Two brothers drove BMW motorcycles on a 65-day, 18,000-km loop around China, then co-authored this brisk, optimistic memoir about the trip.
Ryan Pyle is a freelance photographer and journalist in China, and Colin Pyle was a currency trader in Toronto. In 2010, when the economic recession slowed Ryan’s assignments and Colin found himself frustrated by work, they put their jobs aside and took a self-financed road trip through China. It began in Shanghai, Ryan’s new home. They traveled clockwise, to the North Korean border, west to the Mongolian border and across the Xinjiang region, south through Tibet, then east through southern China back to Shanghai.
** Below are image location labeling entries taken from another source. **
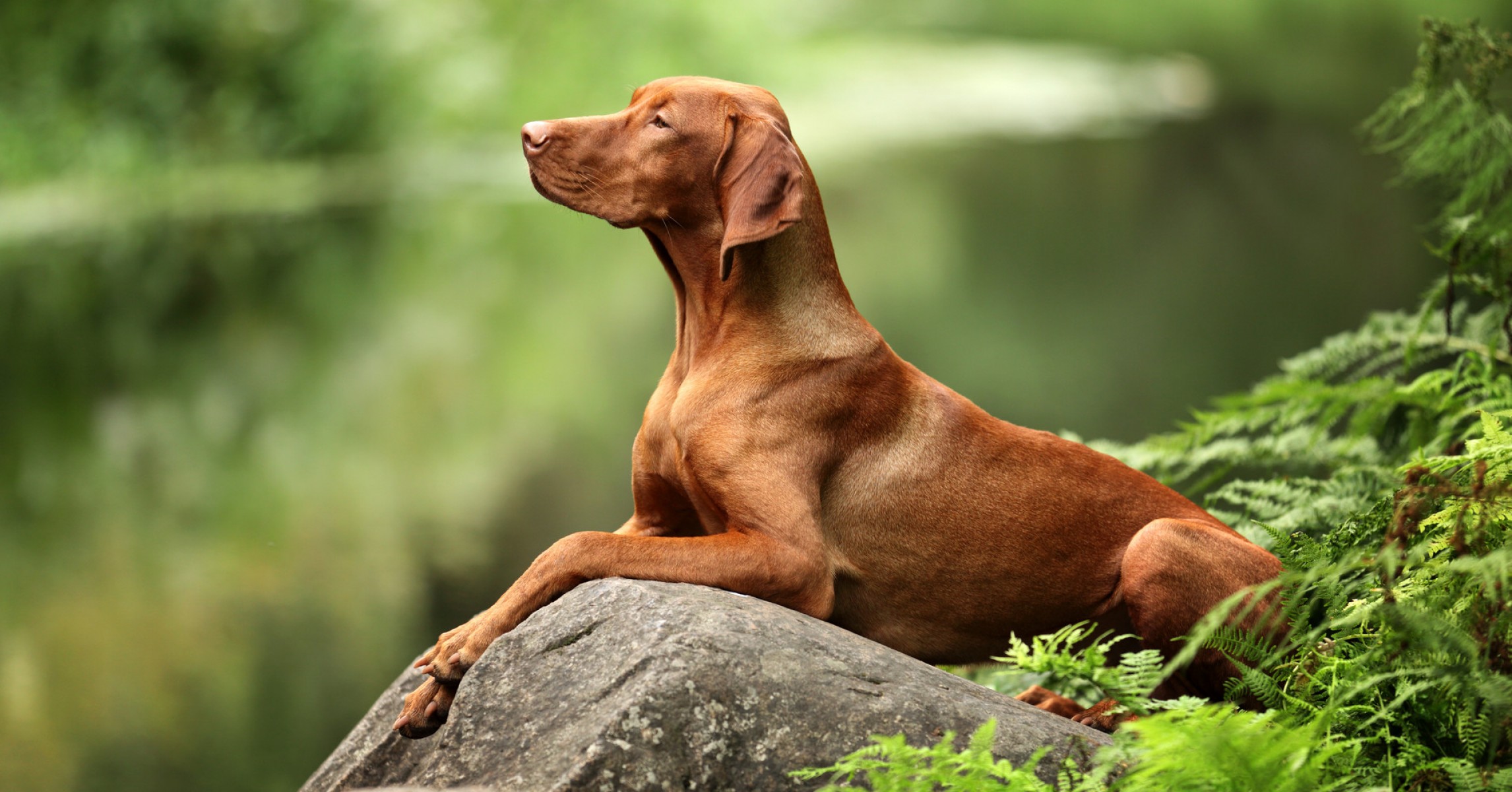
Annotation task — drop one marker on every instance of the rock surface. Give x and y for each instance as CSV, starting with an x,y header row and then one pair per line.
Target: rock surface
x,y
643,685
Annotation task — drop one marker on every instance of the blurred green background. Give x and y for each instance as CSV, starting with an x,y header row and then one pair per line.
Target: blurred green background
x,y
297,371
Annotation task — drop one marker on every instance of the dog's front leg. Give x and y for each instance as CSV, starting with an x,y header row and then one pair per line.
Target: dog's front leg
x,y
782,569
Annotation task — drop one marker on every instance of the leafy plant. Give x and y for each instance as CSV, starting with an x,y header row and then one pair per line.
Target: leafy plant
x,y
1378,467
893,765
1079,665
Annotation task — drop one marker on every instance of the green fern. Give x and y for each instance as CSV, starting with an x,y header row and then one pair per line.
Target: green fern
x,y
1378,467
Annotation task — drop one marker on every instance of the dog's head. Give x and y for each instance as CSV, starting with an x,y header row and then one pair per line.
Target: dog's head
x,y
689,152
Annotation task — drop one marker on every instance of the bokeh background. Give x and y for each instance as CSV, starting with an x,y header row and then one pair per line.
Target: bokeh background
x,y
297,371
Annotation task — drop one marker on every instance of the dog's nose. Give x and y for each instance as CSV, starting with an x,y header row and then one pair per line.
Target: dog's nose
x,y
536,135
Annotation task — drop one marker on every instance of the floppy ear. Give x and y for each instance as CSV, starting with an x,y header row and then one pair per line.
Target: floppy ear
x,y
761,185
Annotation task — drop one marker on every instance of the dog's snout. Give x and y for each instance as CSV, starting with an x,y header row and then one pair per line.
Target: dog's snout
x,y
536,135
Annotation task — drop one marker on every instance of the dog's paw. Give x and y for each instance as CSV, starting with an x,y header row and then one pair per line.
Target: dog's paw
x,y
1103,718
425,710
457,650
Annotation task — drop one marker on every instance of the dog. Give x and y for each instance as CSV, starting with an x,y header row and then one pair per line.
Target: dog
x,y
788,454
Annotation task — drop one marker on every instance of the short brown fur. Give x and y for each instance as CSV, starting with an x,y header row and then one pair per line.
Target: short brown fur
x,y
791,455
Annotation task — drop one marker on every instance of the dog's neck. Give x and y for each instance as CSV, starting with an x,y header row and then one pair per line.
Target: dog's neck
x,y
784,294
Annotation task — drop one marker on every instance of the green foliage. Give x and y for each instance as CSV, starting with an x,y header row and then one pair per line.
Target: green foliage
x,y
1447,131
1378,467
1081,667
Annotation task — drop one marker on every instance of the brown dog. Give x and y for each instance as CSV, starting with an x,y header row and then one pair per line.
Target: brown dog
x,y
791,455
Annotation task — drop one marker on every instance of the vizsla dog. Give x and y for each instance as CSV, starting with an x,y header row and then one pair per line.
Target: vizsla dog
x,y
791,455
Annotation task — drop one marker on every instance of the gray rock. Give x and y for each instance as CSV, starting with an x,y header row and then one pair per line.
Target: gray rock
x,y
643,685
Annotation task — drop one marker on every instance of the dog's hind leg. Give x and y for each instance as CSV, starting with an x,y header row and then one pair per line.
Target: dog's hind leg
x,y
1174,572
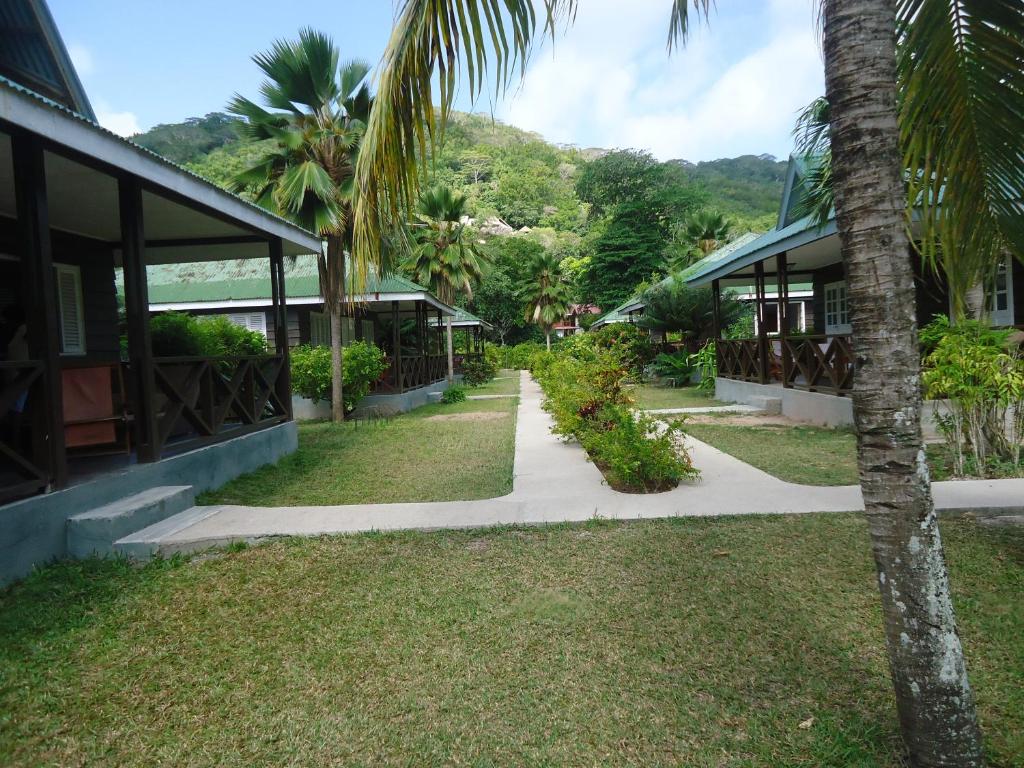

Ryan narrates most of the story, and his writing is professional and ripe with factoids about China. Colin interjects with entertaining journallike entries that address the same narrative with a rarely redundant, saltier voice: “Can you imagine checking in to a hotel room and finding there’s shit in your toilet? And when you tell them, they say ‘Flush it’! Can you even fathom that?” The charismatic, likable brothers gleefully outrun Chinese police, careen through lesser-documented parts of China and show an affinity for non-Han ethnic minorities, especially the Uyghur people. After the clutch on Ryan’s bike malfunctions, requiring maintenance in Lhasa, Tibet, the duo backtracks 500 km to ensure that they aren’t shortchanging their route. When describing sights and events, their descriptions tend to be logistical rather than florid, and, for the most part, they eschew disparaging words about the country (except when it pertains to Chinese bureaucracy). The brothers also discuss their video footage and recording sessions at length, since they plan to release a documentary film about the trip as well.
Enthusiastic, archetypal travelers whose informative story is worth the ride.